Climate Change Introduction & Hopenhagen

The BBC television reporter asked if Obama had spent too long in one to one sessions with foreign leaders like Wen Jiabao at Copenhagen. I guarantee that China only moved on the transparency concessions because people like Obama took the time to approach Wen Jiabao at home in Beijing before the conference and then in a culturally appropriate manner at Copenhagen. Can you imagine what is like in an alien ‘parliamentary’ style plenary session conducted predominantly in English with jet-lag from China?  You have to get close before you get critical in the Chinese culture.  The fact that any deal was made at all in Copenhagen is thanks to Obama’s and Wen Jiabao’s efforts to understand each other.

When I ran a “Climate Change conference” of a somewhat more modest nature in Beijing, I realized that informed bicultural communication on the topic is uncommon and raises provocative questions.  Three experts who understand the issues from the perspective of the developed and developing world are Dr John Shi who has a PhD in chemistry from the States and runs a carbon trading company in Beijing; Ma Jun who wrote China’s Water Crisis and then founded an NGO to report on polluters in the provinces; and Professor Alex Ng who helps Chinese companies to develop sustainable business strategies for a global market.

Climate Change

Hopenhagen
By Dr. John Shi, CEO Arreon Carbon, Beijing

As the fierce debates among 192 nations rages on in Copenhagen, this is no longer about debates.  Over the last decade, and especially over the last year, most arguments on all sides have been forcefully made.  From the need to curb climate change to the right to develop, from total emission cuts to emission cuts per capital, from climate aid based on developed world’s largess to climate debt that is justifiably owed to developing nations, from the small nation of Tuvalu to the emission giants such China (at current level) and the US (from a historically accumulated amount), all issues have been debated, with passion and conviction and profound sense of the other views being unfair and irresponsible.  this year, this time in Copenhagen, the question is, could we seize upon this chance to really create legally binding emission reduction targets, or will Copenhagen remain Hopenhagen with no tangible results?

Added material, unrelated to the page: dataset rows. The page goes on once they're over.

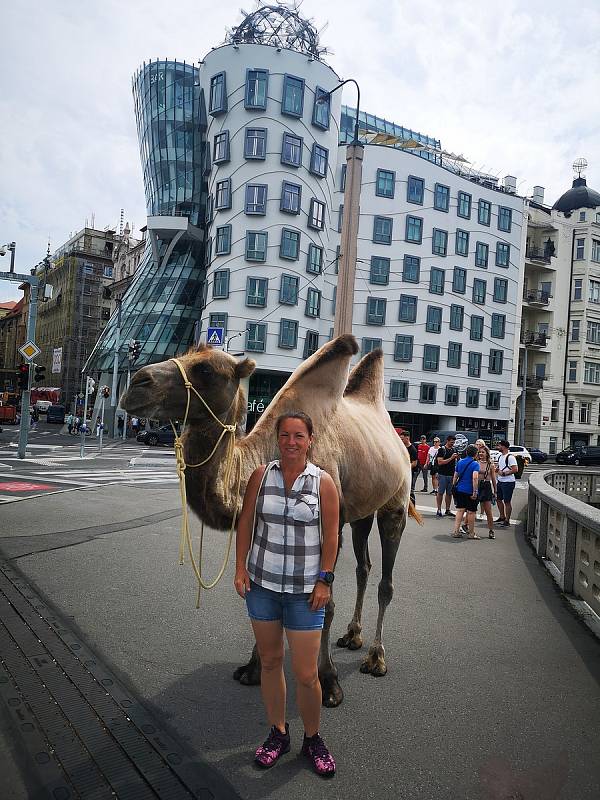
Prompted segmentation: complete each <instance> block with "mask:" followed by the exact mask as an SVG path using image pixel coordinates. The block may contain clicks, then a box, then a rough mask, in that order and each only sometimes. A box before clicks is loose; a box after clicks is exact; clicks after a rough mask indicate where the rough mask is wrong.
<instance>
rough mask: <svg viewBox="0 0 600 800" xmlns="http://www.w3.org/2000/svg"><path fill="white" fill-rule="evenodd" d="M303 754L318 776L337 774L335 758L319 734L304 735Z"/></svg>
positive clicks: (316, 733) (304, 734) (317, 733)
mask: <svg viewBox="0 0 600 800" xmlns="http://www.w3.org/2000/svg"><path fill="white" fill-rule="evenodd" d="M302 752H303V754H304V755H305V756H306V757H307V758H308V759H309V761H311V762H312V765H313V767H314V770H315V772H316V773H317V775H333V774H334V773H335V761H334V760H333V756H332V755H331V753H330V752H329V750H328V749H327V746H326V745H325V742H324V741H323V739H321V737H320V736H319V734H318V733H315V735H314V736H307V735H306V734H304V741H303V742H302Z"/></svg>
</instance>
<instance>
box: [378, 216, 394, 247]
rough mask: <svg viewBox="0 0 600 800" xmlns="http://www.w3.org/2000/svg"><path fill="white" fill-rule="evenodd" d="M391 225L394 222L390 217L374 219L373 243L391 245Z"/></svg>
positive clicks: (392, 219) (393, 220)
mask: <svg viewBox="0 0 600 800" xmlns="http://www.w3.org/2000/svg"><path fill="white" fill-rule="evenodd" d="M393 224H394V220H393V219H392V218H391V217H374V218H373V241H374V242H377V243H378V244H391V243H392V227H393Z"/></svg>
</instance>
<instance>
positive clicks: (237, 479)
mask: <svg viewBox="0 0 600 800" xmlns="http://www.w3.org/2000/svg"><path fill="white" fill-rule="evenodd" d="M170 360H171V361H174V362H175V364H176V365H177V369H178V370H179V372H180V373H181V377H182V378H183V383H184V386H185V388H186V390H187V399H186V404H185V414H184V417H183V423H182V426H181V428H182V430H183V428H184V427H185V425H186V423H187V418H188V415H189V412H190V402H191V398H192V392H194V394H195V395H196V397H197V398H198V399H199V400H200V402H201V403H202V405H203V406H204V407H205V408H206V410H207V411H208V413H209V414H210V416H211V417H212V418H213V419H214V420H215V422H217V423H218V424H219V425H220V426H221V428H222V430H221V435H220V436H219V438H218V439H217V442H216V444H215V446H214V447H213V449H212V450H211V452H210V454H209V455H208V456H207V457H206V458H205V459H204V460H203V461H200V462H199V463H198V464H186V461H185V458H184V455H183V442H182V441H181V437H180V436H179V434H178V433H177V429H176V428H175V425H174V424H173V421H172V420H169V422H170V423H171V427H172V428H173V433H174V434H175V464H176V468H177V477H178V478H179V494H180V497H181V510H182V516H181V537H180V540H179V563H180V564H183V563H184V554H185V549H186V547H187V551H188V553H189V556H190V562H191V564H192V569H193V570H194V574H195V575H196V580H197V581H198V594H197V597H196V608H199V607H200V591H201V590H202V589H213V588H214V587H215V586H216V585H217V583H218V582H219V581H220V580H221V578H222V577H223V575H224V573H225V569H226V567H227V562H228V561H229V553H230V552H231V543H232V541H233V533H234V531H235V523H236V519H237V508H238V500H237V499H238V497H239V492H240V481H241V475H242V469H241V462H240V458H239V453H237V451H236V449H235V431H236V425H235V424H233V425H230V424H226V423H224V422H222V421H221V420H220V419H219V417H217V416H216V414H215V413H214V412H213V410H212V409H211V408H210V406H209V405H208V403H207V402H206V400H205V399H204V398H203V397H202V395H201V394H200V392H198V391H197V389H196V388H195V387H194V386H193V385H192V383H191V381H190V380H189V378H188V376H187V374H186V372H185V368H184V366H183V364H182V363H181V361H180V360H179V359H178V358H172V359H170ZM232 405H233V401H232ZM230 408H231V406H230V407H229V408H228V409H227V411H226V412H225V415H227V413H228V412H229V409H230ZM226 434H230V438H229V441H228V443H227V453H226V456H225V469H224V472H223V490H224V491H223V499H224V501H225V502H227V500H228V498H230V497H231V496H230V494H229V489H228V487H229V483H230V478H231V476H232V471H233V467H234V463H235V462H237V481H236V489H235V493H234V495H233V517H232V520H231V529H230V531H229V534H228V537H227V546H226V548H225V556H224V558H223V563H222V564H221V568H220V569H219V571H218V572H217V576H216V577H215V578H214V580H212V581H210V582H207V581H205V579H204V578H203V577H202V545H203V541H204V522H202V525H201V528H200V543H199V549H198V561H197V562H196V559H195V558H194V552H193V547H192V537H191V533H190V524H189V515H188V507H187V491H186V486H185V470H186V469H188V468H189V469H195V468H196V467H202V466H203V465H204V464H207V463H208V462H209V461H210V459H211V458H212V457H213V455H214V454H215V452H216V450H217V448H218V446H219V444H220V443H221V440H222V438H223V437H224V436H225V435H226Z"/></svg>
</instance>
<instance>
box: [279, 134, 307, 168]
mask: <svg viewBox="0 0 600 800" xmlns="http://www.w3.org/2000/svg"><path fill="white" fill-rule="evenodd" d="M281 163H282V164H288V165H289V166H290V167H300V166H302V139H301V138H300V137H299V136H294V134H293V133H284V134H283V139H282V140H281Z"/></svg>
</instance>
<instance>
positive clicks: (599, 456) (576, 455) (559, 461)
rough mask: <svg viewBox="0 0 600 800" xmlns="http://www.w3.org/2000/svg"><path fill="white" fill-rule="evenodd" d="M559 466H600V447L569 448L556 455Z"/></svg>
mask: <svg viewBox="0 0 600 800" xmlns="http://www.w3.org/2000/svg"><path fill="white" fill-rule="evenodd" d="M556 463H557V464H574V465H575V466H576V467H578V466H579V465H580V464H589V465H590V466H600V447H589V446H588V445H585V446H583V447H577V448H575V447H567V449H566V450H561V452H560V453H557V454H556Z"/></svg>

The human race has never come together like this to respond to a such a global challenge.  Watching the huge floor of the plenary session in the COP 15 conference, with endless repetitions of disagreements, coming from 192 nations, amid a group of loud demonstrators outside chanting “Tuvalu, Survival!”, I cannot help but feeling strangely optimistic.  Despite the fact the mountainous barriers that separate us and the deep sense of disappointments from just about every stakeholders in this – the Green Peace on inept government actions, China on inadequate US leadership, US on China not doing its fair share – we are making progress, we are march forward, and we are in fact making things happen.

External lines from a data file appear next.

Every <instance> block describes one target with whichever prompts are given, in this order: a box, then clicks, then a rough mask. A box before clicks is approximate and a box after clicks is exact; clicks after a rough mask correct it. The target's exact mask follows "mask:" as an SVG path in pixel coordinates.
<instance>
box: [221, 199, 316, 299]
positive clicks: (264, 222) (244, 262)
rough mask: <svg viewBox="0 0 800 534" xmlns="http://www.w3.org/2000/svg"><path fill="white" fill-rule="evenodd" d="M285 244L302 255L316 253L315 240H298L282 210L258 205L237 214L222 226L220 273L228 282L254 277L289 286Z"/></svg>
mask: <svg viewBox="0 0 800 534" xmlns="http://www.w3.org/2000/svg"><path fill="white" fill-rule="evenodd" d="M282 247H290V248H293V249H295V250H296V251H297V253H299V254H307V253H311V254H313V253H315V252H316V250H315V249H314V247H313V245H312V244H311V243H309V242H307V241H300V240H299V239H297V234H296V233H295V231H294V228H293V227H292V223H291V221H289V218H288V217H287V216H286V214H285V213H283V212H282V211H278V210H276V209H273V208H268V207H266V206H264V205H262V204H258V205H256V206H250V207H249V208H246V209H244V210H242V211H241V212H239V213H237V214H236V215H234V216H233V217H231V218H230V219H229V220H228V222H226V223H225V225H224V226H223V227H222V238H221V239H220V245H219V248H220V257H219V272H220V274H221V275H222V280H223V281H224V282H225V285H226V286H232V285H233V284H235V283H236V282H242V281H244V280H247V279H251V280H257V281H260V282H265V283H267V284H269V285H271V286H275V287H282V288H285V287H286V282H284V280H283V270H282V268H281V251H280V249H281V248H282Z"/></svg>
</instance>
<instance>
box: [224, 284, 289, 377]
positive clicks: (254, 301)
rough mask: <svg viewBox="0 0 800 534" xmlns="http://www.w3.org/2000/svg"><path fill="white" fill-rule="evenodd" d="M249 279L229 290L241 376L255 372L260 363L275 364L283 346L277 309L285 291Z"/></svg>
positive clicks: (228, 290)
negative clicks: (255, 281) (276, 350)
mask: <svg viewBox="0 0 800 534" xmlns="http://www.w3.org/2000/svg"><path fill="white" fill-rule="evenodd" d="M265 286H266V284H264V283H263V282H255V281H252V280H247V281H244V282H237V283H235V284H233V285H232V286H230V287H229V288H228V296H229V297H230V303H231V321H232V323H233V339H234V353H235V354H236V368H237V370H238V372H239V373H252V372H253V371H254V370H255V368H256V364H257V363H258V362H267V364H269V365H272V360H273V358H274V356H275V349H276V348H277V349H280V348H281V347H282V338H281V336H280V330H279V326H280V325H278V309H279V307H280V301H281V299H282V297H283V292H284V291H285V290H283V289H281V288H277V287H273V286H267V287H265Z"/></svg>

With Obama, Sarkozy, Brown, Merkle and Wen among many other world leaders descending into Copenhagen in the coming week, they are setting the stage for a spectacular success for the human race to rise above our individual grievances to strive for our common interests.  Failed on that, they could be pointing fingers for years to come at each other, but the rest of us, and our children for generations, will know exactly what failed leadership looks like.